Friday, November 19, 2010

Single Moms Raising Boys

Someone once asked me, “How do you do it?  How do you raise two little boys with no dad?”  I just shrugged and said the only logical thing that came to me.  “I just do it.”  What else is there to do?  Not do it?  That wasn’t an option to me and I wouldn’t want to Not do it anyway.  I’m their mother and even if I can’t be the World’s Best Mom or World’s Better Than Married Mom, I’m gonna be the best mom I can be.  And like all single moms of boys, I find myself wondering, “Can I, as a woman, raise my boys to be good men?”
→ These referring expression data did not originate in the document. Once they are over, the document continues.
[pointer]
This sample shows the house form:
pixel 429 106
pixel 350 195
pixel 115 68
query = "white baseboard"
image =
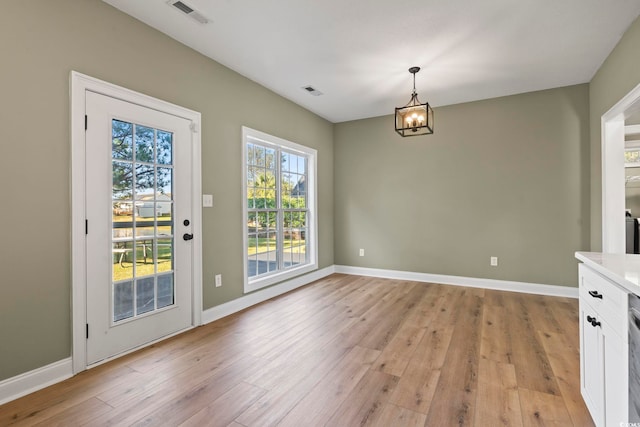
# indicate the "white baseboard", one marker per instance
pixel 257 297
pixel 23 384
pixel 472 282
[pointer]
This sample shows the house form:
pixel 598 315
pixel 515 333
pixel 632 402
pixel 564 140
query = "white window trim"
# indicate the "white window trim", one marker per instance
pixel 312 265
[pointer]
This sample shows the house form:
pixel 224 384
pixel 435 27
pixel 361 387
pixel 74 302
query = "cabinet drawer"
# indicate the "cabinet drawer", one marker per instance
pixel 607 299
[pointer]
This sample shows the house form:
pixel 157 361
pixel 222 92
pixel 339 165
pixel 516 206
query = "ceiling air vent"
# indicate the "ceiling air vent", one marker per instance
pixel 313 91
pixel 189 11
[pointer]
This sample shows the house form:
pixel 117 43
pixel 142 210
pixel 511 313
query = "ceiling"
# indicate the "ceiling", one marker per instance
pixel 357 52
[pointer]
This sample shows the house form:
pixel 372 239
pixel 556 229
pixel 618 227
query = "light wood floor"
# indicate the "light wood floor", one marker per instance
pixel 344 351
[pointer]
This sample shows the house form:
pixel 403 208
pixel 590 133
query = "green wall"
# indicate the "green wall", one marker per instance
pixel 41 41
pixel 505 177
pixel 617 76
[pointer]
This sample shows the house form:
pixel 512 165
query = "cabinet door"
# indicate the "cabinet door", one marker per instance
pixel 616 395
pixel 592 365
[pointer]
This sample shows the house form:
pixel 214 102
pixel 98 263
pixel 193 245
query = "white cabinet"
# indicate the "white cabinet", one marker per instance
pixel 603 348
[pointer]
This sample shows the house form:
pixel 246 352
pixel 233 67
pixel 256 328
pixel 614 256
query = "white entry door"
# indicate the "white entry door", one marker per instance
pixel 138 240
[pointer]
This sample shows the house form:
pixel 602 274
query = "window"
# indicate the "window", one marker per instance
pixel 279 209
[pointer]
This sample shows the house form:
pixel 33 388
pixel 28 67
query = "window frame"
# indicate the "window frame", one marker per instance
pixel 254 136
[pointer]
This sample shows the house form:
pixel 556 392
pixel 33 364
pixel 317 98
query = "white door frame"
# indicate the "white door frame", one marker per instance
pixel 613 176
pixel 81 83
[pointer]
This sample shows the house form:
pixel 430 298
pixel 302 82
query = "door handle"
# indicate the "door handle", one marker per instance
pixel 595 294
pixel 594 322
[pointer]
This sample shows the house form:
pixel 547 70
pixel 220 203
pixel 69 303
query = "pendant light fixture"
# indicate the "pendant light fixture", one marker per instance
pixel 414 118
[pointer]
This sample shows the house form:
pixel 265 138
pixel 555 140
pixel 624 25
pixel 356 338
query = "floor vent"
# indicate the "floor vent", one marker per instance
pixel 189 11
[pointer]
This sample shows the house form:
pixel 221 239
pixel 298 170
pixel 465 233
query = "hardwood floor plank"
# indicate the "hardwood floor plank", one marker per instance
pixel 291 385
pixel 496 339
pixel 457 385
pixel 178 399
pixel 363 406
pixel 543 409
pixel 393 415
pixel 497 401
pixel 49 402
pixel 345 350
pixel 528 355
pixel 227 407
pixel 317 407
pixel 565 362
pixel 420 378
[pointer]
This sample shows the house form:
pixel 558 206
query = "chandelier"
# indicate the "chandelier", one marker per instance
pixel 414 118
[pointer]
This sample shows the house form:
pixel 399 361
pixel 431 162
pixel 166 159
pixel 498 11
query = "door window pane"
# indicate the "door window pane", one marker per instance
pixel 145 295
pixel 123 301
pixel 142 220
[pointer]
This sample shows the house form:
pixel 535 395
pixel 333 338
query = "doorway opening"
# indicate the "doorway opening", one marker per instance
pixel 124 281
pixel 616 125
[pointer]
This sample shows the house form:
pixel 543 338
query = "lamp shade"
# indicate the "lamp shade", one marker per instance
pixel 414 119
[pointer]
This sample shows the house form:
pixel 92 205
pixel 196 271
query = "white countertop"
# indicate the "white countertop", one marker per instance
pixel 623 269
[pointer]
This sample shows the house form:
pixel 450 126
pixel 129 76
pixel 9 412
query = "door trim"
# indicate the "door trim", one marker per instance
pixel 81 83
pixel 613 189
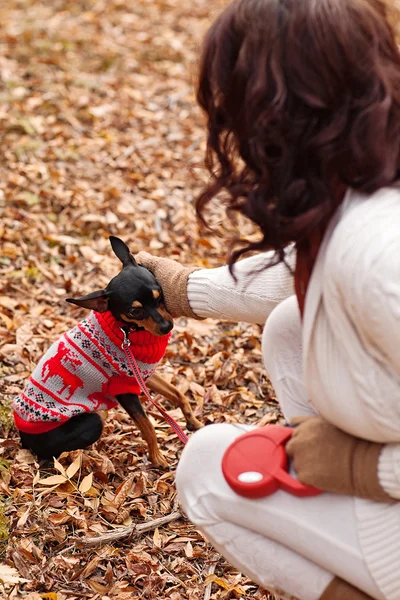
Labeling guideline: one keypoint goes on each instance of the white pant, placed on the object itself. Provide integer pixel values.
(288, 545)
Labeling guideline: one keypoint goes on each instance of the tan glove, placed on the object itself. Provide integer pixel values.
(173, 278)
(341, 590)
(333, 461)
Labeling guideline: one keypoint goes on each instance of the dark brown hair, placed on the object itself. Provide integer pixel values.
(302, 98)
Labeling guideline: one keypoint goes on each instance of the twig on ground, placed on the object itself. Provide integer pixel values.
(124, 532)
(207, 591)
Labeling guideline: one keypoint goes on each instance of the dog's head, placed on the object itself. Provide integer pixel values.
(133, 296)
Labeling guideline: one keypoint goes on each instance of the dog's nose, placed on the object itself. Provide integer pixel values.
(166, 327)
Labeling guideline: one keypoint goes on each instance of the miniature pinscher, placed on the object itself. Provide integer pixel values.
(86, 371)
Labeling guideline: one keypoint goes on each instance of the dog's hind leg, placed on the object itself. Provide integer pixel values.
(131, 403)
(160, 386)
(77, 433)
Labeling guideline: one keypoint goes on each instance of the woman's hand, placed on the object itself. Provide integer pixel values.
(333, 461)
(173, 279)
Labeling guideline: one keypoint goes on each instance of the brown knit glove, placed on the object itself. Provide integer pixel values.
(173, 278)
(333, 461)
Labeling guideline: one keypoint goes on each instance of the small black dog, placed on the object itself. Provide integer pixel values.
(86, 370)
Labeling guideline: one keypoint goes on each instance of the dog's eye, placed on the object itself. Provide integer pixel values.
(136, 313)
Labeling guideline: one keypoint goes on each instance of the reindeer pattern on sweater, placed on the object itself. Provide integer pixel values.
(83, 371)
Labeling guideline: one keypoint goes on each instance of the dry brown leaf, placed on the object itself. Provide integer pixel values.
(86, 483)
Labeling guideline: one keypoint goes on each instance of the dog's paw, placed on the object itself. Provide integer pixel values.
(194, 424)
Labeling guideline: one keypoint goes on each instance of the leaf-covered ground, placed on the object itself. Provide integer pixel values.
(100, 135)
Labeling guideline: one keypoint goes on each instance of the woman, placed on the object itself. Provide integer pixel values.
(303, 105)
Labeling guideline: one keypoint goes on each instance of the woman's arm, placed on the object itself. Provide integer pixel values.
(214, 293)
(361, 304)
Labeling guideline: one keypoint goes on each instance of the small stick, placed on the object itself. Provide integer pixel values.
(123, 532)
(207, 591)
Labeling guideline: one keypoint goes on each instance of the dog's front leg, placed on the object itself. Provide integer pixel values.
(131, 403)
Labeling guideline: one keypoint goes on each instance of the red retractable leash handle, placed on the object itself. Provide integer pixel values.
(256, 465)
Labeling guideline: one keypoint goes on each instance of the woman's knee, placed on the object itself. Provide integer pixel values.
(199, 473)
(282, 333)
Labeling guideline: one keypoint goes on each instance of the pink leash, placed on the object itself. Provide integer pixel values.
(133, 364)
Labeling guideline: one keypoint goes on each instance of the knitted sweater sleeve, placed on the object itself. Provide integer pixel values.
(214, 293)
(366, 274)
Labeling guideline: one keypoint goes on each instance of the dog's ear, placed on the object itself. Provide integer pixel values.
(97, 301)
(121, 250)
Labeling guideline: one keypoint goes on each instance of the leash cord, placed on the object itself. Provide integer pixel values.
(133, 364)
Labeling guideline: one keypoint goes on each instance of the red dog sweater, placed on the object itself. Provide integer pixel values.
(83, 371)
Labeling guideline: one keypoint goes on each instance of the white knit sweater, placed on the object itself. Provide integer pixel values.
(351, 344)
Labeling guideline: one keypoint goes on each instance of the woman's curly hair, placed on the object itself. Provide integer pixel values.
(302, 99)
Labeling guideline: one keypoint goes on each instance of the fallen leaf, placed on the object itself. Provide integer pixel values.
(86, 483)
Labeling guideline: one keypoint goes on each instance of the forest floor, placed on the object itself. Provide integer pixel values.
(100, 135)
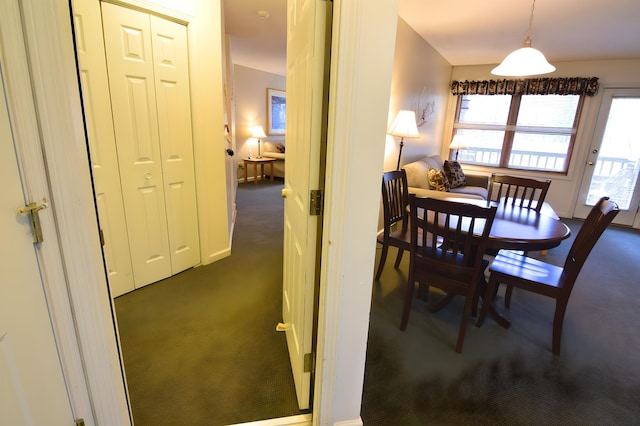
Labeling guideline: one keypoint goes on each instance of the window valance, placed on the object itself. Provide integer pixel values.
(530, 86)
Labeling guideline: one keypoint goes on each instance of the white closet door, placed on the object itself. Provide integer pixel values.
(102, 143)
(171, 72)
(129, 54)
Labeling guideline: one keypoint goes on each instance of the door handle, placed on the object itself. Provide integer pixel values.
(32, 210)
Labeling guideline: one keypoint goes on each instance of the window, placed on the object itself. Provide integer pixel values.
(531, 132)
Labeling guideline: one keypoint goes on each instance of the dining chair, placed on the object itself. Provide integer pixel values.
(549, 280)
(519, 191)
(447, 242)
(395, 202)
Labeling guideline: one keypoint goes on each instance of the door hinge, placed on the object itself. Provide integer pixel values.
(32, 211)
(315, 202)
(309, 362)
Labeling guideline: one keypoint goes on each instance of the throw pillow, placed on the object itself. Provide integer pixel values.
(454, 173)
(437, 180)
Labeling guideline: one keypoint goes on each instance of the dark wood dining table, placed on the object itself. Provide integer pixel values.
(520, 228)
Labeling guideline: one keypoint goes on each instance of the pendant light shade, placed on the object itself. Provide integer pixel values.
(526, 60)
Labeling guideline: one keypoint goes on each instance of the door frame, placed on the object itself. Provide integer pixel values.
(581, 210)
(73, 269)
(362, 52)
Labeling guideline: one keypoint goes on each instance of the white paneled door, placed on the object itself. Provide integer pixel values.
(104, 156)
(149, 84)
(306, 97)
(32, 387)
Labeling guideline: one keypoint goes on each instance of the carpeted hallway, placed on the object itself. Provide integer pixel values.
(200, 348)
(510, 377)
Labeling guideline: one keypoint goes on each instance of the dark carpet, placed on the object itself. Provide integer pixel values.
(510, 377)
(200, 348)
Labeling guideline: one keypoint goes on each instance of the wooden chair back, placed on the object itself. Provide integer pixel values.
(395, 199)
(395, 202)
(600, 216)
(448, 240)
(519, 191)
(556, 282)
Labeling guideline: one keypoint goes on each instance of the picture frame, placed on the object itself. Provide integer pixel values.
(276, 111)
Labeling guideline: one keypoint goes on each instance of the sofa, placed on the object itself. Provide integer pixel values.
(462, 185)
(274, 150)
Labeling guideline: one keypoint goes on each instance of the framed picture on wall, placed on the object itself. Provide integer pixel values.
(276, 111)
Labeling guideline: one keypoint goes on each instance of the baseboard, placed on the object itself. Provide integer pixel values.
(353, 422)
(301, 420)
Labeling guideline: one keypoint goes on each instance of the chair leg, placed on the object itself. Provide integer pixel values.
(507, 296)
(408, 299)
(398, 258)
(463, 324)
(442, 303)
(558, 320)
(383, 259)
(490, 290)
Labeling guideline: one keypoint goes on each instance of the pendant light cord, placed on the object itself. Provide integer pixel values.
(533, 6)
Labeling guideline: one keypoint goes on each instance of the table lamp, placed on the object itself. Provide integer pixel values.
(258, 133)
(404, 126)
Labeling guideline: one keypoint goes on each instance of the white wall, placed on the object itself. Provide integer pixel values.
(614, 73)
(418, 72)
(250, 107)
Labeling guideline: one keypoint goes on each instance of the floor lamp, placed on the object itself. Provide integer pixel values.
(258, 133)
(404, 126)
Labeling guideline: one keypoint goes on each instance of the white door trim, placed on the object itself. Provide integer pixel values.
(86, 335)
(363, 45)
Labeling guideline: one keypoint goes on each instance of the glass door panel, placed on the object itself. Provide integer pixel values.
(613, 165)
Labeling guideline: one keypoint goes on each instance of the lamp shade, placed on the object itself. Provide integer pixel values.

About a week ago, I put a poll up asking people what they thought regarding boys and fathers.  Here’s the question:

All boys….
a)    … need THEIR dad.
b)    … need a good male role model.
c)    … need a DAD.
d)    … just need their mom.

Only a few people answered and that’s totally cool.  Super glad anyone answered, really.  All voters chose (B).  I found it really interesting because I’ve come across so many opinions about this.  While waiting for my poll to end, I verbally asked various people of different backgrounds. 

One single mom told me, “Oh I’d rather have my boys’ father in their lives than not at all.  He drinks a lot, isn’t reliable, and pretty irresponsible.  But at least they have their father.”

Another said, “I’d rather have his father completely out of his life, than to see his father ruin my son’s life.”

I also asked married moms, single dads, and married dads.  Some people say boys don’t need dads and some say they need A dad.  And probably the best thing I’ve heard is this from a man, “Boys will become men.  They do need male role models.  Not that women can’t raise good men on their own, I’ve known quite a few who have.  But just like girls need a woman role model, boys need men too.  But it’s important that they have good, healthy, and responsible men in their lives.  Not just any men.”

One of my good male friends, Dennis, has three daughters and one son.  His son, six years old, is his youngest and his daughters are eleven, thirteen, and fifteen.  He and his son hold the doors open for his wife and daughters whether they are going in and out of a building or in and out of a car.  He told me, “I want my son to know how to treat women right.  And I want my daughters to find men who treat them right.  The best I can do is lead my son in his journey to manhood and show my daughters what to look for.”

I guess the best thing I can do is… my best.  In my Do Boys Need Men blog, I said that it’s my responsibility to make sure that the men in our lives represent the men I want my boys to grow up into.  And no, I’m not going to point and say “That one!  I want Caden to be like him!”  But I will feel more confident that a male friend, relative, etc. whose presence in our lives is something that is healthy, responsible, kind and just over all just what makes a good man.